What are selection criteria?
Selection criteria are the skills, knowledge and qualifications that have been defined as essential (or desirable) to meet the requirements of a position.
All job applications at the University of Adelaide require a statement addressing each of the selection criteria for the position.
The purpose of the selection criteria are to:
- provide both job applicants and the Appointment Committee with a definitive list of the skills and knowledge that the position requires
- create a benchmark against which all applicants can be fairly judged, initially at the short-listing stage and then at the interview and final selection stage
- assist in ensuring that selection is based on merit.
The selection criteria can be found in the Position Description document attached to all advertised positions.
How to address selection criteria
Your statement addressing selection criteria should be separate from your cover letter and resume.
Give each a title, using exactly the same wording as appears on the Position Description (i.e. ‘Excellent verbal communication skills’).
Under each heading, write two short paragraphs (or dot points) explaining how you meet that particular criterion.
The statement should demonstrate how your previous experience, skills, education and training have equipped you to meet the requirements of the position.
When compiling your statement, you may like to consider the following:
- Preface examples with a short overview that reflects your understanding of the relevance of that specific criterion
- Give details of one or two specific things you’ve done that are good examples of the relevant experience or knowledge required.
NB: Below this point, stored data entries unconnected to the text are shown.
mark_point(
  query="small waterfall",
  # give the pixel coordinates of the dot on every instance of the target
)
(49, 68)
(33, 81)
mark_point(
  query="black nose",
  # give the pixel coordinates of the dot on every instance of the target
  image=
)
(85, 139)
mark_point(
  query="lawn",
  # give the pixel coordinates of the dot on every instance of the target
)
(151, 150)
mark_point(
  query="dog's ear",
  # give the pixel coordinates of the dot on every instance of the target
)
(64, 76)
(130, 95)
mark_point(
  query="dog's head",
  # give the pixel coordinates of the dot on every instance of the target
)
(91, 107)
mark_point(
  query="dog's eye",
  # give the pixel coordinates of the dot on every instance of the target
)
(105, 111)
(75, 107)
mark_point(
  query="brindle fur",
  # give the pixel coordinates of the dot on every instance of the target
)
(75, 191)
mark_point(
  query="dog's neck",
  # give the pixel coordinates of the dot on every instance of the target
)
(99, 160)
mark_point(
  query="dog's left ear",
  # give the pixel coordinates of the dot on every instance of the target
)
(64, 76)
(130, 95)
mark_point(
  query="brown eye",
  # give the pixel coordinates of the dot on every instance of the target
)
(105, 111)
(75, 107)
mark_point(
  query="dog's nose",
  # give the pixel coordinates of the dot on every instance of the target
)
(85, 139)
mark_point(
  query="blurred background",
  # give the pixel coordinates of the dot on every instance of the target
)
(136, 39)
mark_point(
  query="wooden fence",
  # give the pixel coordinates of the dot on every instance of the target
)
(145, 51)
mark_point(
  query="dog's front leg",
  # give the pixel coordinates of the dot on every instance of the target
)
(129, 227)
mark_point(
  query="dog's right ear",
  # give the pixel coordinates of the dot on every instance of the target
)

For example: ‘I was responsible for organising an event attended by… This involved…'
- Quantify your experience as appropriate, e.g: number of years experience, number of staff supervised, sales achieved. For example: ‘I delivered a presentation to an industry forum with an audience of 80 people.’
- Where possible indicate how successfully you meet the criterion. You could do this by referring to feedback you've received from others or things you've set up that are still being used. For example: ‘A report I wrote about… was well received by the… Committee and circulated as a discussion paper.’
- Using the STAR method (Situation, Task, Action, Results) can help to present all relevant information.
- Situation: - Outline the situation faced.
- Task: - What needed to be done and what was the desired outcome?
- Action: - What steps did you take to complete the task?
- Results: - What was the outcome? What lessons did you learn?
Please note that failing to submit a statement addressing the selection criteria may result in your application not being considered.